Certe attività sono simboliche, hanno un valore politico oltre che testare tecniche operative. La Nato sceglie di operare a tre giorni dall’inaugurazione del nuovo presidente statunitense Joe Biden nell’area di responsabilità dell’EuCommand americano e lo fa partendo dal Mediterraneo orientale – fascia sensibile – e risalendo sul Mar Nero, tagliando gli stretti turchi e inserendosi in un’area delicatissima per la Russia, dove si trova la Crimea e le basi che ospitano la flotta regionale che dovrebbe creare deterrenza all’Europa.

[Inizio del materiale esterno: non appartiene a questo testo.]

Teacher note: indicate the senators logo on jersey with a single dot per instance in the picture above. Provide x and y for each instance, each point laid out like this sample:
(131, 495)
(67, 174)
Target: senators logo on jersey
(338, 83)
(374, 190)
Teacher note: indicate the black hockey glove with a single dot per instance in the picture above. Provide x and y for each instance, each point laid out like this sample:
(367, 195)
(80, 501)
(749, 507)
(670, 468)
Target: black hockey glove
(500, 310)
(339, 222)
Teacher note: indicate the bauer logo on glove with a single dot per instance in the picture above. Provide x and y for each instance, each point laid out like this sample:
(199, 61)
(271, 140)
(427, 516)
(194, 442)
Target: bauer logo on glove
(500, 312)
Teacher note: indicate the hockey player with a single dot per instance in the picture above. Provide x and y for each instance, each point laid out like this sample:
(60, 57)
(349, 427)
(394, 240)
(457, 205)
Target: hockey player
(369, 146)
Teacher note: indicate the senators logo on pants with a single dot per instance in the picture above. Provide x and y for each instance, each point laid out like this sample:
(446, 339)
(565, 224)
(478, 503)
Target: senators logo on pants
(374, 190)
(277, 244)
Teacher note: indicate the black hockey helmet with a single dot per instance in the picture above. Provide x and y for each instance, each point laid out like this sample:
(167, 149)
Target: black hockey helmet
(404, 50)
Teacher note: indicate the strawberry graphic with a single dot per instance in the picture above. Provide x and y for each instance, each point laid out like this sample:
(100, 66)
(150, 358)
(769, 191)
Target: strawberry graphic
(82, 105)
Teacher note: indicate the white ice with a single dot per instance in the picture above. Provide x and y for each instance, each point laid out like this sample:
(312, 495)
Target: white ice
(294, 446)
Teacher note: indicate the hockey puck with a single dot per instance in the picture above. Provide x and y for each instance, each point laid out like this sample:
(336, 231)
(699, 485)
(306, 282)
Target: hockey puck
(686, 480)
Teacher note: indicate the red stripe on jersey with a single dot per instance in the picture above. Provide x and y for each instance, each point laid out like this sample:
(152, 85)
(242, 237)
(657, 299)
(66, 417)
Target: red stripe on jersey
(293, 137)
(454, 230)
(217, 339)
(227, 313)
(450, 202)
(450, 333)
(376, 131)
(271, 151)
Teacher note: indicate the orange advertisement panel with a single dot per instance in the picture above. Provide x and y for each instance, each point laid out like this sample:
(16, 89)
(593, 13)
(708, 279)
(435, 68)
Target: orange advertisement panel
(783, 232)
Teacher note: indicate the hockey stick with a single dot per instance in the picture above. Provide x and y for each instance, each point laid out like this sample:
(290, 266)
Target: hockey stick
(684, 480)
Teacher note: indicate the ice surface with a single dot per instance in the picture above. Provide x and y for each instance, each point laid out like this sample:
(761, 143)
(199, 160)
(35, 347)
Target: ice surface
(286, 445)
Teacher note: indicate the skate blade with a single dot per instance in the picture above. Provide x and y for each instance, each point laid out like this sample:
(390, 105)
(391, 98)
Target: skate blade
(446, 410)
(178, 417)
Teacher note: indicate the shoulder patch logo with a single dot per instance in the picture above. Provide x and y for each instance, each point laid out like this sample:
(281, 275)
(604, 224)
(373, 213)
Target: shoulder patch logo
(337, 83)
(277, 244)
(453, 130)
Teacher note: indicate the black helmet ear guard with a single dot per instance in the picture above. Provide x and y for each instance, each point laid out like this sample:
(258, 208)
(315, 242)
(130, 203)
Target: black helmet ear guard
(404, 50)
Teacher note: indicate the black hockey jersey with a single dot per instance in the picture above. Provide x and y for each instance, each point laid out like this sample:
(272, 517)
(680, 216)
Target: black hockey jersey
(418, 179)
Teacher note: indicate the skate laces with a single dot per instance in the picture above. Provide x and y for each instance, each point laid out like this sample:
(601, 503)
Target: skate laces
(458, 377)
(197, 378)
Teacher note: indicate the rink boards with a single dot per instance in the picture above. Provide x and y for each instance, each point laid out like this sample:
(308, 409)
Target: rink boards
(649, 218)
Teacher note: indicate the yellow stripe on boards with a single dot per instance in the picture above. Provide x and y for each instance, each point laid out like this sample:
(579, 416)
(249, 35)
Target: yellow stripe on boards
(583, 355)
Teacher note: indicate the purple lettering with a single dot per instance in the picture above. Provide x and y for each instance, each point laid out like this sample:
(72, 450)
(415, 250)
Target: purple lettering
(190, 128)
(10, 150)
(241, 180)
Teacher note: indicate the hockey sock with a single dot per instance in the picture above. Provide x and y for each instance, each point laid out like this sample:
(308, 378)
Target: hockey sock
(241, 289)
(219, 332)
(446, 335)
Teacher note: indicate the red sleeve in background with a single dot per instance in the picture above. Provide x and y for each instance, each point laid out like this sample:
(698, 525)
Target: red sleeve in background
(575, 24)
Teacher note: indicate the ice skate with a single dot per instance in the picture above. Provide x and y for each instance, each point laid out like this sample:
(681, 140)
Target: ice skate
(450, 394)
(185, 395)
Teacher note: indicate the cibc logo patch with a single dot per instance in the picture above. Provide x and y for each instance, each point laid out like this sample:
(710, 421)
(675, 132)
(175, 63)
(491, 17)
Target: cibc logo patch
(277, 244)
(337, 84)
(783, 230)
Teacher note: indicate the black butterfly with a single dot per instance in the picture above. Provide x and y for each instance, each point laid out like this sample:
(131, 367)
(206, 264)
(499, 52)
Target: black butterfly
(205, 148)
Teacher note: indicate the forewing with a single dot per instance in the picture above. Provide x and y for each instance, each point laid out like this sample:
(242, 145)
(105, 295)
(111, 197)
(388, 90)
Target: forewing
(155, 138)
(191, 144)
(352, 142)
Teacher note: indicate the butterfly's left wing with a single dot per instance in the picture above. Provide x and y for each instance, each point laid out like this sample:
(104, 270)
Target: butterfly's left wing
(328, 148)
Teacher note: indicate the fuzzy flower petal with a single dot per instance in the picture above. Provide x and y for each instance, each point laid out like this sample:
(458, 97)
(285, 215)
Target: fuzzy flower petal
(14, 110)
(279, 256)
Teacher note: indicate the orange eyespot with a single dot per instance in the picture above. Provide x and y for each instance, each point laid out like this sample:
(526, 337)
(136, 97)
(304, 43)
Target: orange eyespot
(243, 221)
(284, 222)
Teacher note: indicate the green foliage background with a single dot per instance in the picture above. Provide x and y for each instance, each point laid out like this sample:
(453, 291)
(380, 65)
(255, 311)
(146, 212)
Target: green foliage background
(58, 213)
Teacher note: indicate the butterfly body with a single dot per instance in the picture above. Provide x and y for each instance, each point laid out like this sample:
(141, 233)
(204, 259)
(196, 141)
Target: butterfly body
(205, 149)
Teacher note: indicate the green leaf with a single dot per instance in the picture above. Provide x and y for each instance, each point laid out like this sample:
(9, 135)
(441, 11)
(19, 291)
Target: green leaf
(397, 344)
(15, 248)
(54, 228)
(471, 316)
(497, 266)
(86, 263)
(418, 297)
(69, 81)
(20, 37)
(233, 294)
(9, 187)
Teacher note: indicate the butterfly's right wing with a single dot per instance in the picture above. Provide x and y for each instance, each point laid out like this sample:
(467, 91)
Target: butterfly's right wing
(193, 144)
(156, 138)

Dietro a certe attività va fatta attenzione anche alla semantica scelta nei comunicati. Per esempio, quello della US Navy scrive: “Il Mar Nero è una via d’acqua fondamentale per il commercio marittimo e la stabilità in tutta Europa. La Marina degli Stati Uniti opera regolarmente nel Mar Nero per lavorare con i nostri alleati e partner della Nato, tra cui Bulgaria, Georgia, Romania, Turchia e Ucraina. È nel migliore interesse del mondo mantenere una regione del Mar Nero stabile e prospera e scoraggiare gli attori aggressivi che cercano la destabilizzazione per il proprio guadagno”. Un avviso.